En la inversión, de una caída de 25,6% prevista para este año se pasaría a un crecimiento de 18,1% en 2021, 10,1% en 2022 y 6,6% en 2023.
En exportaciones, se espera pasar de un descenso de 14,2% a subas de 10,2% en 2021, 6,5% en 2022 y 5,3% en 2023; y en importaciones, de una caída de 21,9% a incrementos de 16,3% en 2021, 10,0% en 2022 y 7,7% en 2023.
En consecuencia, en el saldo comercial calcula un descenso desde los US$ 17.260 millones de 2020, pasando por US$ 15.087 millones de 2021 y US$ 14.302 millones en 2022 hasta US$ 12.928 millones en 2023.
Por primera vez la perspectiva de género y diversidad
El Gobierno nacional presentó por primera vez un proyecto de Ley de Presupuesto con perspectiva de género y diversidad (PPG), en el que se incrementará en casi 1.350% la inversión real en Género y Diversidad respecto a 2019, proyectada en $6.205 millones.
A través de un comunicado del ministerio de Economía, informaron que “por primera vez en la historia argentina, el Presupuesto incorpora la perspectiva género y diversidad”.

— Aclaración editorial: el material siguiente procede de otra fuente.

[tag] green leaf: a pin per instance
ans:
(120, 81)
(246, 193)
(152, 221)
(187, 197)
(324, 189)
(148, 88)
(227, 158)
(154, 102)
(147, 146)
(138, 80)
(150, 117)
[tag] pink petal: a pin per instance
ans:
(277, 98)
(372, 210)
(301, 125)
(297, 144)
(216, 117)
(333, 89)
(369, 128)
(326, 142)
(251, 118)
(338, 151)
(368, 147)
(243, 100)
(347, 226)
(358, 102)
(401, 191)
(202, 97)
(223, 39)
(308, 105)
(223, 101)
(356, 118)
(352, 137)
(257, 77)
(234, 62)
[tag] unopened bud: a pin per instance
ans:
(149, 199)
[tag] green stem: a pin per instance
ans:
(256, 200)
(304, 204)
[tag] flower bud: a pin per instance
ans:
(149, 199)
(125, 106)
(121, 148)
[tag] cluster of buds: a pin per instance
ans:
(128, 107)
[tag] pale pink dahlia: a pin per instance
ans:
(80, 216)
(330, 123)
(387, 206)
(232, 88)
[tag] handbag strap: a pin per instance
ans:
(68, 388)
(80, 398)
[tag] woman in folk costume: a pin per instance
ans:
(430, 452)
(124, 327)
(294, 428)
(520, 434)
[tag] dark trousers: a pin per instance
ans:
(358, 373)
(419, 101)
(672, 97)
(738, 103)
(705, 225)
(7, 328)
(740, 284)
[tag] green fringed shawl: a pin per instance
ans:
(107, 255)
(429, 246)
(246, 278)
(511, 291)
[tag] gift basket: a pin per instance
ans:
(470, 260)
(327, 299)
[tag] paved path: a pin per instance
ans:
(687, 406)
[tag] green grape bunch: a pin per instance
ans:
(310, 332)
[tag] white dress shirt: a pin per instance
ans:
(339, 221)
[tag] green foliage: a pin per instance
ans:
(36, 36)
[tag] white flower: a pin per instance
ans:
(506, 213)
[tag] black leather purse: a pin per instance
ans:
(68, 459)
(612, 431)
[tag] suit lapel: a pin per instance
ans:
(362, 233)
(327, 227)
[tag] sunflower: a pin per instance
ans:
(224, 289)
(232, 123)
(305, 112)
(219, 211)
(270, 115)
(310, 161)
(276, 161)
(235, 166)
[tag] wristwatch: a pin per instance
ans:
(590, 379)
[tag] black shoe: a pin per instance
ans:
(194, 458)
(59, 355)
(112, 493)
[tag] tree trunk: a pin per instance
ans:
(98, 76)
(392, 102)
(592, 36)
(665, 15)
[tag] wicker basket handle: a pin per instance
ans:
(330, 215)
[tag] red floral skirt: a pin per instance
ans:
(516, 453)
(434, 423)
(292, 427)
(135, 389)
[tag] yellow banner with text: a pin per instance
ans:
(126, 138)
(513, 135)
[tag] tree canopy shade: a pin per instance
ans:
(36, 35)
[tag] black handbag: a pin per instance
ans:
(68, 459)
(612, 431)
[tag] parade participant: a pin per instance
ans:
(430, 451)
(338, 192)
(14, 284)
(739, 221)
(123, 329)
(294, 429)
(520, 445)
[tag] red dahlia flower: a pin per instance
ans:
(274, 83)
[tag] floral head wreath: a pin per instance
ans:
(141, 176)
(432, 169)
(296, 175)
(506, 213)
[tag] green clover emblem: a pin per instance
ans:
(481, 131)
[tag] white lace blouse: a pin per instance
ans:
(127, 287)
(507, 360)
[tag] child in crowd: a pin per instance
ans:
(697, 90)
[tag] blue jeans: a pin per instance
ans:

Las PPG analizan la distribución y el impacto de los gastos que realiza el Estado, así como también las modalidades de recaudación de fondos, considerando su impacto entre mujeres, varones y diversidades, según el Equipo Latinoamericano de Justicia y Género.
En este sentido, desde la cartera económica afirmaron que se logró “construir un presupuesto que contenga una metodología que permita visibilizar el esfuerzo que realiza el Gobierno para cerrar las brechas de desigualdad al tiempo que expresa iniciativas concretas en esta dirección y una definición política inclusiva y diversa”.